地獄からのメッセージ
朝方には、バンコク市内に戻ってきていた。
車の中で仮眠を取って、昼前に華僑が経営している近くの屋台で、鶏モモを甘辛く煮た物を、ライスの上に乗せている「五香鶏飯」と豚耳の唐揚げを食べて、セブンアップで流し込んだ。
その後、タバコを数本灰にしてからドウムアン空港に向った。
途中スポーツ用品店で、皮の袋と500gの鉄アレイを2個買った。
レイバンのサングラスと、ダークブルーのキャップ、黒のタンクトップの上から、サマージャケットと言う出で立ちの俺は、少し目立つかもしれないが、そんな事はどうでも良い!
腰の後ろのジャケットで隠れている部分には、S&Wの38口径リヴォルヴァーが、ズボンの裾の中には、先程の子分からせしめたデリンジャ-の小型拳銃を、それぞれ隠して、ジャケットの内ポケットには手榴弾が数個入っている。

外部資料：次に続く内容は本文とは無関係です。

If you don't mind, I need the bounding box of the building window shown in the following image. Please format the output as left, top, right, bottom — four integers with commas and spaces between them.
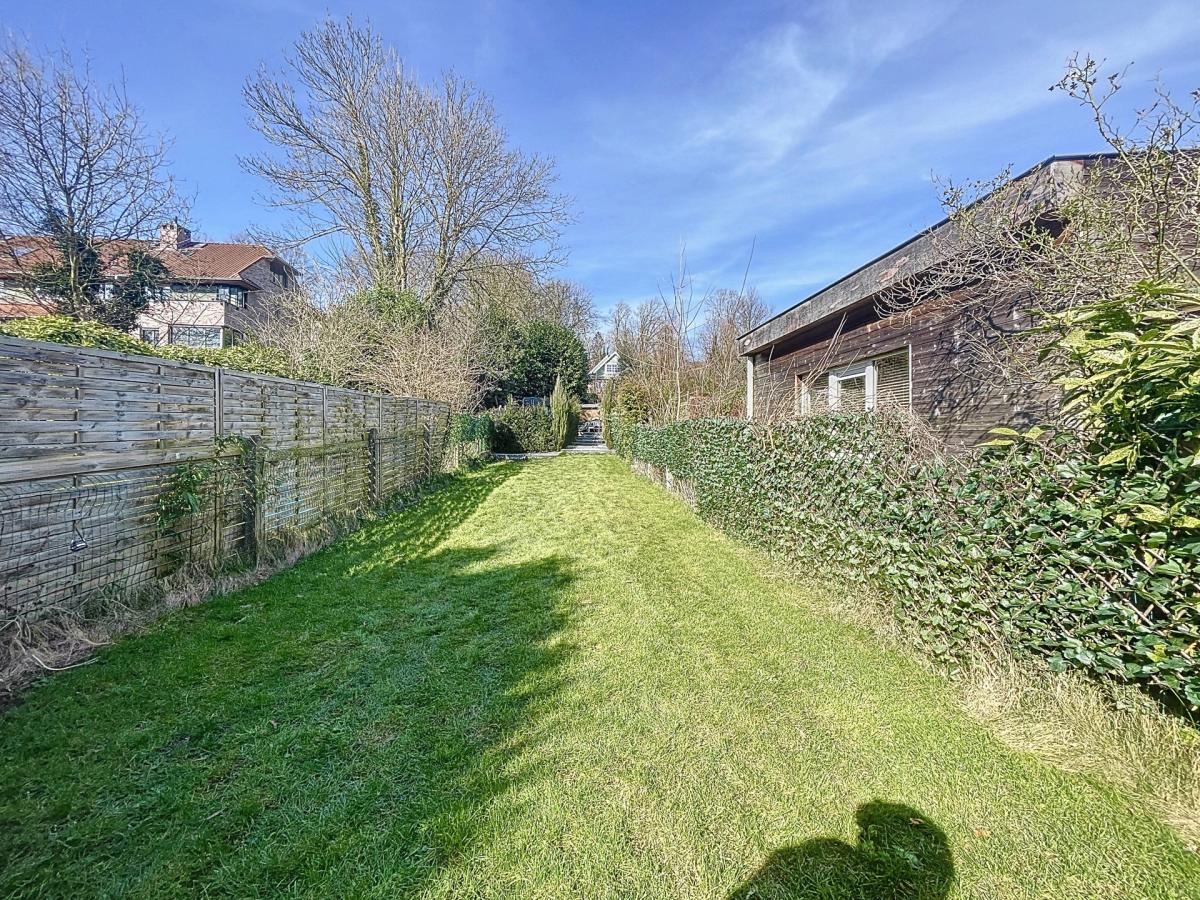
796, 347, 912, 415
217, 284, 246, 308
170, 325, 221, 349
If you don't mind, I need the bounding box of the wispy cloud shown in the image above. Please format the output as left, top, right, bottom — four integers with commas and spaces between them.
566, 4, 1200, 314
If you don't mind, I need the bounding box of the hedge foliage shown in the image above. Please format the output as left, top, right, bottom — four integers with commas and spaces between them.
0, 316, 300, 380
616, 282, 1200, 710
487, 403, 560, 454
630, 414, 1200, 709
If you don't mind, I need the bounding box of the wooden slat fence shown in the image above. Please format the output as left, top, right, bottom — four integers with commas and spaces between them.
0, 335, 449, 622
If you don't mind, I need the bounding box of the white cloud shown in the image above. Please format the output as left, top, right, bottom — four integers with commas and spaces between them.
566, 4, 1200, 314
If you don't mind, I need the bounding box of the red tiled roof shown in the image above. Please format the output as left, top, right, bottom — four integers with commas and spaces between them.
0, 235, 285, 281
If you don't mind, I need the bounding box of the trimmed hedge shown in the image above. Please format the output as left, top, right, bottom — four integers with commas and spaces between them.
487, 403, 560, 454
614, 414, 1200, 710
0, 316, 297, 380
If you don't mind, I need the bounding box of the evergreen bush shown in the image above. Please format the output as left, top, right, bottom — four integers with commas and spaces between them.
616, 283, 1200, 713
487, 403, 559, 454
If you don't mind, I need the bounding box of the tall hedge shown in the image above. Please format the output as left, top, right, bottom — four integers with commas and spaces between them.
0, 316, 298, 380
487, 403, 560, 454
629, 414, 1200, 710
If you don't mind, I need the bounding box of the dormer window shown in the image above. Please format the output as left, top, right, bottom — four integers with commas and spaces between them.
217, 284, 246, 310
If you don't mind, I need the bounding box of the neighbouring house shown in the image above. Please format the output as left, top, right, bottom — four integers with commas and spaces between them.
0, 222, 296, 347
588, 350, 620, 397
738, 155, 1106, 449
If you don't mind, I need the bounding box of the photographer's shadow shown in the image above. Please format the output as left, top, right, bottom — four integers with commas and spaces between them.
730, 800, 954, 900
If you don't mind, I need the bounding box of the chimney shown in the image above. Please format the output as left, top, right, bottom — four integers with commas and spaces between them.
158, 222, 192, 250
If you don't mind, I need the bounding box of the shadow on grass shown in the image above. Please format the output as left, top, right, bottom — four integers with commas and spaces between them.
730, 800, 954, 900
0, 467, 575, 896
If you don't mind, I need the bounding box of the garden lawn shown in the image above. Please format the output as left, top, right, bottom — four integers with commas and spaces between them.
0, 456, 1200, 898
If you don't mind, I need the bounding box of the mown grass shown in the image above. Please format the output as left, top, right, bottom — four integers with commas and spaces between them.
0, 456, 1200, 898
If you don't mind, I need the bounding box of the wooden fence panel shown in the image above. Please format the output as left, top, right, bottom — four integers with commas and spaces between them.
0, 336, 448, 622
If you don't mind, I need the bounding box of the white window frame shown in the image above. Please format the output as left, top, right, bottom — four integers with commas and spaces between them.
796, 374, 812, 415
829, 359, 876, 412
167, 325, 224, 350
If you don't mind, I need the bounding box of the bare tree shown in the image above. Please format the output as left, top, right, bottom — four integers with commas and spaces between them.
244, 19, 568, 319
878, 55, 1200, 388
532, 278, 599, 343
0, 43, 187, 308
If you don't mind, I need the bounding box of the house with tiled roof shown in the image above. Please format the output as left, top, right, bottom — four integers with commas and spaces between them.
0, 222, 296, 347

取り合えず、これだけじゃ心配と車の中には、かなりの武器弾薬が隠してある。
これから戦争をおっぱじめようとしているのだから、当然であるが。
空港に着いてから、あたりを見渡したがピアット一族の姿は見当たらないし、警察も不審な動きをしていない。
俺は出迎えの人込みにまぎれて待つ事にした。
1時間程して弟のロングが言った通り、ピアットとそのボディーガード、それに日垣の常務と秘書らしからぬ、屈強な体格の男が出て来た。
暫く様子を見ていたが、出迎えが来ていないのを不審そうに見ていたピアットに、一人の男が近ずいてきた。
どうやら子分である。
何事か耳打ちをする仕草が見えたが、急に警戒心を露わに当りを見渡しながら、急ぎ足で、迎えが乗ってきた車に向った。
俺は見失わない様に慌てて車に戻った。
エンジンをかけて、何時でもスタート出来る体制を取り様子を伺った。
彼らが乗ってきた車は、ウイパワーディランジット通りまで来ると、チャーレームマハナコーンの高速道路に乗り、チョンブリ方面にむかった。